In particular, in a situation like this, the predictor variables are often
correlated, and a regression analysis cannot be interpreted as "the effect
of this variable". In other words: The coefficient of one term can (at
best) be interpreted as "the effect of this term, keeping all the others
constant". But given the correlations that naturally occur, "changing one
term while keeping all the others constant" is not possible. The result is
that correlated terms may have coefficients that are misleading -- e.g.,
something correlated with percent of women may have an inflated
coefficient while the coefficient of percent of women may be lowered -- or
it could have worked out vice-versa.
Thus, statements such as "increasing the number of women decreases the
ranking of the department" are at best misleading.

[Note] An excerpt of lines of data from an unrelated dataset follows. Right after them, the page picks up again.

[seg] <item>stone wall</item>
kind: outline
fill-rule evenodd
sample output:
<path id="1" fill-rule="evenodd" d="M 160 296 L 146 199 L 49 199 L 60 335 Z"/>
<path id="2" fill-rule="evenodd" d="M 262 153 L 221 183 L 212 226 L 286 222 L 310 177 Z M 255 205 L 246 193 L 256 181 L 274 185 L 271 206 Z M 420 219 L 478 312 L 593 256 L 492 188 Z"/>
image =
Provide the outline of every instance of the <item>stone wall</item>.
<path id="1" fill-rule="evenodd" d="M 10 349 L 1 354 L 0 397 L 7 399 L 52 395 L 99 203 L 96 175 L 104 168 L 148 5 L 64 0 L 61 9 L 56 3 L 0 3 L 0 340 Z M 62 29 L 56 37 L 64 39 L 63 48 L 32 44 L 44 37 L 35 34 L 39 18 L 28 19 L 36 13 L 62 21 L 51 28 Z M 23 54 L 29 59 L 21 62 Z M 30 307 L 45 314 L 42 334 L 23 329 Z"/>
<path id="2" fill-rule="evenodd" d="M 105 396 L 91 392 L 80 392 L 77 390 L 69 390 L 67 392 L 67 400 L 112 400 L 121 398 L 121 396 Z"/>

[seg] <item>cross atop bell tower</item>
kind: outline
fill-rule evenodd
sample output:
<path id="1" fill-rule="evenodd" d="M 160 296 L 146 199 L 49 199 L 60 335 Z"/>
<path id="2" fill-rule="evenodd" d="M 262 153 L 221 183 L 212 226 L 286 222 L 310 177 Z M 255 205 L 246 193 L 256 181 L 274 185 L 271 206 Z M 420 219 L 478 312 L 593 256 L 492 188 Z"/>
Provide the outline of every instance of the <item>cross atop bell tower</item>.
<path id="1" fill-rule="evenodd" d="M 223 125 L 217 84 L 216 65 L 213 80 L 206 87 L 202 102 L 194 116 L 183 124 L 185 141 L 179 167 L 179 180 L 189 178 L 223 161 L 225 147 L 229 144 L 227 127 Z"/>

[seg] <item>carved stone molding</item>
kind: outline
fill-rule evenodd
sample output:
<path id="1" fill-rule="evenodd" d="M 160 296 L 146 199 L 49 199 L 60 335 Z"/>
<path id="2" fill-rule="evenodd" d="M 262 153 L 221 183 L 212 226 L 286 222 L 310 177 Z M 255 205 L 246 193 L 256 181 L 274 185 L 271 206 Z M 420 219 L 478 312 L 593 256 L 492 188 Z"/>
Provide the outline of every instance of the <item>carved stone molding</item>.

I taught a graduate course in regression for about ten years and am very
aware that regression (perhaps even more than other statistical
techniques) is very often taken to say more than it can possibly say --
and often done sloppily as well.
In fact, as a mathematician teaching statistics, I became so aware of the
misuses and misinterpretations (rarely deliberate) of statistics, that
when I retired I started a website on Common Mistakes in Using Statistics
(http://www.ma.utexas.edu/users/mks/statmistakes/StatisticsMistakes.html;
for mistakes involving regression coefficients, see
http://www.ma.utexas.edu/users/mks/statmistakes/regressioncoeffs.html),
and giving yearly workshops on the topic.
Martha Smith
> --
> You received this message because you are subscribed to the Google Groups
> "WomeninMath" group.
> To post to this group, send email to women...@googlegroups.com.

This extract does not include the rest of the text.